A tale of three cities

According to a city plan unveiled by the Greater Sydney Commission late last year, Badgerys Creek and surrounding suburbs has been tagged – along with Parramatta and the traditional CBD in the east – as a ‘third city’ of Sydney.

Designed to address the growing population, particularly in Sydney’s west, the Three Cities plan proposes that by 2056, Sydney will be divided into three interconnected cities, housing 8 million locals, most of whom will be within a 30-minute commute to jobs and services.

“Whether the Three Cities plan is rolled out or not, in order to tackle housing affordability and the changing demographics in the west, the need for more affordable housing options in South West Sydney is a hot topic,” says Nerida Consibee, realestate.com.au’s Chief Economist.

The Parramatta region is considered Sydney’s second CBD. Picture: Sam Ruttyn

Data from realestate.com.au pinpoints that while the broader Sydney market has softened considerably in the last 12 months, there’s been a steady demand in property views for suburbs such as Menangle Park, Oran Park, Campbelltown, Appin and Spring Farm in Sydney’s South West.
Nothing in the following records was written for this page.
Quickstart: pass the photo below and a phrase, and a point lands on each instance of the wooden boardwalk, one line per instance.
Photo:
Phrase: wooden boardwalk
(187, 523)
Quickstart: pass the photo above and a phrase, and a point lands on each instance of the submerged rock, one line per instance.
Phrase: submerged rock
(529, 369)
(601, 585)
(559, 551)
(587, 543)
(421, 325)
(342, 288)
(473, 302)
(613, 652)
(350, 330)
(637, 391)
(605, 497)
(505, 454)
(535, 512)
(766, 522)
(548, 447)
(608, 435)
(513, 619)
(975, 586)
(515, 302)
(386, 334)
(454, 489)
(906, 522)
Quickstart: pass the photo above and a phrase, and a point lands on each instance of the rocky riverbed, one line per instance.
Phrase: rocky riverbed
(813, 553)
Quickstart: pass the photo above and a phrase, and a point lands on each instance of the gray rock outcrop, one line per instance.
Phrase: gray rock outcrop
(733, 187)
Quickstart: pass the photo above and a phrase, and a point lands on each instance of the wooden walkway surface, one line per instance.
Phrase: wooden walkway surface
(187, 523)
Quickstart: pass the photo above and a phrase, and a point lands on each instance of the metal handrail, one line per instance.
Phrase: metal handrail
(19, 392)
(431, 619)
“These suburbs are bucking the downward trend in that respect and are still popular with property seekers,” says Consibee. “The main reason is affordability, with median house prices in this area well below the Sydney average of $885,000.”

South West Sydney is attracting growing interest from homebuyers looking for affordable housing, and comparing median prices in the corridor with Sydney’s inner suburbs, it’s not hard to see the appeal of heading west.

According to recent data from realestate.com.au, the median price in Oran Park is $665,000, while in central Surry Hills it’s $899,000. Campbelltown in Sydney’s South West has a median price of $475,000, compared to Paddington’s $883,000.